Keterampilan belajar dan inovasi meliputi empat keterampilan utama (4Cs), yaitu: berpikir kritis, berkomunikasi, berkolaborasi, dan berkreasi. Berpikir kritis dan solusi problem berarti terampil berpikir argumentatif, kritis-logis dan memecahkan masalah dengan menawarkan solusi yang tepat. Komunikasi berarti terampil berkomunikasi, berbagi ide, pemikiran, informasi, gagasan, kepada komunikan, baik lisan maupun tulisan. Kolaborasi berarti mampu dan terampil bekerjasama secara efektif dengan berbagai pihak, termasuk dalam pembelajaran. Kreativitas berarti mampu berpikir kreatif dengan inovasi baru, mengelaborasi ide, menunjukkan orisinalitas, terbuka terhadap berbagai perspektif, dan berkontribusi dalam diskusi dan kerjasama.
Pembelajaran abad 21 juga mengharuskan penguasaan pengetahuan dan kemampuan literasi digital, literasi informasi, literasi media, dan teknologi informasi dan komunikasi.
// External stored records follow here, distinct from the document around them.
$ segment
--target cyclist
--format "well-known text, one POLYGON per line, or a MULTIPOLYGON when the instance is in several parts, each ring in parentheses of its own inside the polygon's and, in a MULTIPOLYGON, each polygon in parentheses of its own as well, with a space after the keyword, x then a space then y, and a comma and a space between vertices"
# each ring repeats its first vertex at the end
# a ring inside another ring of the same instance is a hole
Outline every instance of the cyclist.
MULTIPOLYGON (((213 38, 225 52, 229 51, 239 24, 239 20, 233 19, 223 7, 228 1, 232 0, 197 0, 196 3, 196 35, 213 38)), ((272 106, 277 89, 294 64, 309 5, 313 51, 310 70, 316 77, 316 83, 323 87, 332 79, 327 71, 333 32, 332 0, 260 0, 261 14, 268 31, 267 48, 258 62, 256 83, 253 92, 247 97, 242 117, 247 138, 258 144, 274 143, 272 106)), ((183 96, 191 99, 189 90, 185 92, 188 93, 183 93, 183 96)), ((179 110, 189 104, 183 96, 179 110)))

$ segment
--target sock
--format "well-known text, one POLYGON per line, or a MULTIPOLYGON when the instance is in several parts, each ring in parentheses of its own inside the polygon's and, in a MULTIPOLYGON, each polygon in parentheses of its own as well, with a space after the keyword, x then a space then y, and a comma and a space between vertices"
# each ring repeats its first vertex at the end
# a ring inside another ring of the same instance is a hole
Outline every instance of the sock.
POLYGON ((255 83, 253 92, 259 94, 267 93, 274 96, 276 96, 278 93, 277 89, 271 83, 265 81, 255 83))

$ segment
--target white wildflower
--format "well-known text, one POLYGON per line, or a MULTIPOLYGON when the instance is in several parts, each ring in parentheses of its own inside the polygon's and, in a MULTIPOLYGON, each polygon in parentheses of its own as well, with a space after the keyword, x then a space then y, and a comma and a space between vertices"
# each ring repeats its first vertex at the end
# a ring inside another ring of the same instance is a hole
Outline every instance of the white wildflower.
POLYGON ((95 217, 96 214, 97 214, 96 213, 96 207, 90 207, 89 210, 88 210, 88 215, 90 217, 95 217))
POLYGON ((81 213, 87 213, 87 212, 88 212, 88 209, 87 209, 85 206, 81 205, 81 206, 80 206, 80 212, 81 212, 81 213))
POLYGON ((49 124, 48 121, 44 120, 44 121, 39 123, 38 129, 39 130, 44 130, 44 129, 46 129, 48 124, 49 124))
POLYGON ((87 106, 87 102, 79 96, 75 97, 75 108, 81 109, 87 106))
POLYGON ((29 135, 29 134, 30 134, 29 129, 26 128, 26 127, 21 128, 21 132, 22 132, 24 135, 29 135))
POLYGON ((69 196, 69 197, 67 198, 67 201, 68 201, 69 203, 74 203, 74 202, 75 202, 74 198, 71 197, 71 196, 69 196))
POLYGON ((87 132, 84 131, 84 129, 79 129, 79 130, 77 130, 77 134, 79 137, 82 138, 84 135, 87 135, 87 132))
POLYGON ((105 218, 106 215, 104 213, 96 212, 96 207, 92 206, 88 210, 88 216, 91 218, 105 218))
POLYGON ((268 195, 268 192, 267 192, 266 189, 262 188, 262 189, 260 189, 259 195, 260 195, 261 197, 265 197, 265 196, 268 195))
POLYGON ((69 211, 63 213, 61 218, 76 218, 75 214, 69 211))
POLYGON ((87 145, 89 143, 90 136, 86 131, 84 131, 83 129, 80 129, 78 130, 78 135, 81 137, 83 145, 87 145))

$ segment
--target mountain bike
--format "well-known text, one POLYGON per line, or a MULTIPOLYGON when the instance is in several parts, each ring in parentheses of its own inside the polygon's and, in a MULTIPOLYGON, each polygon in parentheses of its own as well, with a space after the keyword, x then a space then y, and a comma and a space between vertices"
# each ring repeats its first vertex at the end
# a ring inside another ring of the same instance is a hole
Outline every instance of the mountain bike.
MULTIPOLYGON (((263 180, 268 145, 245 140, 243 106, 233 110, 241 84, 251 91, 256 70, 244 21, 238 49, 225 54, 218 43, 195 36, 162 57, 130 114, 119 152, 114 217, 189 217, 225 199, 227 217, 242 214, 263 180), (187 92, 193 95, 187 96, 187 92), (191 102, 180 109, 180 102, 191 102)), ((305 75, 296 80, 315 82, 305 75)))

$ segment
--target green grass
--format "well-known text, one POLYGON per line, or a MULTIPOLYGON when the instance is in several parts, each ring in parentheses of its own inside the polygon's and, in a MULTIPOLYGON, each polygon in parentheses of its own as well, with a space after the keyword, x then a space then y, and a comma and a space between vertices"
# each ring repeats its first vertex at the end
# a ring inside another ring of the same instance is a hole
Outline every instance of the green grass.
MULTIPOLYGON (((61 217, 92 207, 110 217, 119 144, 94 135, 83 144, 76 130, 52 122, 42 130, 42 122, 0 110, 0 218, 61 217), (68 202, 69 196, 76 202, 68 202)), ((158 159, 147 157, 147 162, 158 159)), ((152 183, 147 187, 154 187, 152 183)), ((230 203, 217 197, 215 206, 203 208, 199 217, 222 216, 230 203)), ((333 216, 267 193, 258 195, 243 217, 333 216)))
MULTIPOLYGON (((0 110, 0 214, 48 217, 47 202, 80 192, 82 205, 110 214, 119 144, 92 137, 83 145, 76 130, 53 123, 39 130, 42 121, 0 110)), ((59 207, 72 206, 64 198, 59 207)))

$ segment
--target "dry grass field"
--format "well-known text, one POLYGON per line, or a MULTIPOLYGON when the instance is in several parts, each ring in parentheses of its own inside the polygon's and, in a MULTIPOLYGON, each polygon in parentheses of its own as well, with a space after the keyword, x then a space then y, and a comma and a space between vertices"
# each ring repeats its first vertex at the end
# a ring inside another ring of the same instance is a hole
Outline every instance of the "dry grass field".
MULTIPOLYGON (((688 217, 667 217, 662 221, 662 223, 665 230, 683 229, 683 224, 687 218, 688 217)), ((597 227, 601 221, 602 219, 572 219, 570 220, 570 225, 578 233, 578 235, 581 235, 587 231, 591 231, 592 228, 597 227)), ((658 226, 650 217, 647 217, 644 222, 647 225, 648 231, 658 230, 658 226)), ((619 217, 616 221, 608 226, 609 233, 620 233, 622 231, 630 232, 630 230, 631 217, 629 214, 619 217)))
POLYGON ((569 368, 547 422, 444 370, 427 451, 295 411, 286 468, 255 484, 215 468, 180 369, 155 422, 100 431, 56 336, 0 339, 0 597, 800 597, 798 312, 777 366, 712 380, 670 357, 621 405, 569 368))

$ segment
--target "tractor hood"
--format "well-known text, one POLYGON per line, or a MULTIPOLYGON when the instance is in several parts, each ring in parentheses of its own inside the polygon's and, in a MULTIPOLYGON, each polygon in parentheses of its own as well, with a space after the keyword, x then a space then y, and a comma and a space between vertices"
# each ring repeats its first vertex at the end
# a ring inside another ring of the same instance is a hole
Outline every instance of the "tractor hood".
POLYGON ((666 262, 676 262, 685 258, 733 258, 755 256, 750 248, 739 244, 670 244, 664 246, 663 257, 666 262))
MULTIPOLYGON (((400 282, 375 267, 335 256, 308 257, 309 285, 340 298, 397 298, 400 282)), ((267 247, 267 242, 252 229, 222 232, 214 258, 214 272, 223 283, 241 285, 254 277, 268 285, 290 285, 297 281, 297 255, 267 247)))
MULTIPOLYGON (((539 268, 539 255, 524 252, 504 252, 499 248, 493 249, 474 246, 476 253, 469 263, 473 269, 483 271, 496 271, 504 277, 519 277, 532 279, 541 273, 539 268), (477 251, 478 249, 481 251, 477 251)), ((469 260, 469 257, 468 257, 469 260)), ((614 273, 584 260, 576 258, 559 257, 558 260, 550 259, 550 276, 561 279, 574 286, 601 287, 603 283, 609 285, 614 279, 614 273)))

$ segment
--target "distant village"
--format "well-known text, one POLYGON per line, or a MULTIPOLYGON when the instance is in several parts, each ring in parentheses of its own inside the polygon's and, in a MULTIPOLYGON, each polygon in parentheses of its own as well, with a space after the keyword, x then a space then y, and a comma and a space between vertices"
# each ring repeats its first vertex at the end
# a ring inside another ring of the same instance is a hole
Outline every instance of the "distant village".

Penguasaan literasi teknologi informasi dan komunikasi dimanifestasikan dengan pemanfaatan teknologi informasi dan komunikasi untuk meningkatkan kinerja dan aktivitas sehari-hari, dan untuk menyampaikan beragam gagasan, aktivitas kolaborasi, dan interaksi dengan berbagai pihak.
Literasi teknologi informasi dan komunikasi yang penting dikembangkan meliputi: (1) Literasi informasi: pembelajaran didesain agar peserta didik mampu mengakses, mengevaluasi, menggunakan, dan mengatur informasi yang dapat diselaraskan dengan topik pembelajaran; (2) Literasi media: pembelajaran didesain untuk membantu peserta didik mampu memilih dan mengem-bangkan media yang digunakan untuk mendukung ketercapaian kompetensi komunikasi bahasa mereka; dan (3) Literasi ICT: pembelajaran didesain agar dapat membantu peserta didik untuk menggunakan teknologi komunikasi yang relevan dalam proses pembelajaran, seperti: youtube, video, perangkat lunak pengenalan bahasa (speech recognition software), dan lain sebagainya.
Adapun keterampilan hidup dan berkarir yang perlu dikembangkan dalam pendidikan abad 21 meliputi: (1) fleksibilitas dan adaptabilitas, (2) inisiatif dan mengatur diri sendiri, (3) interaksi sosial dan antarbudaya, (4) produktivitas dan akuntabilitas, dan (5) kepemimpinan dan tanggungjawab. Pendidikan dan pembelajaran abad 21 didesain untuk menyiapkan peserta didik yang sukses berkarir, menjalani kehidupan, dan siap menghadapi tantangan dengan kompetensi dan keterampilan yang dikuasainya.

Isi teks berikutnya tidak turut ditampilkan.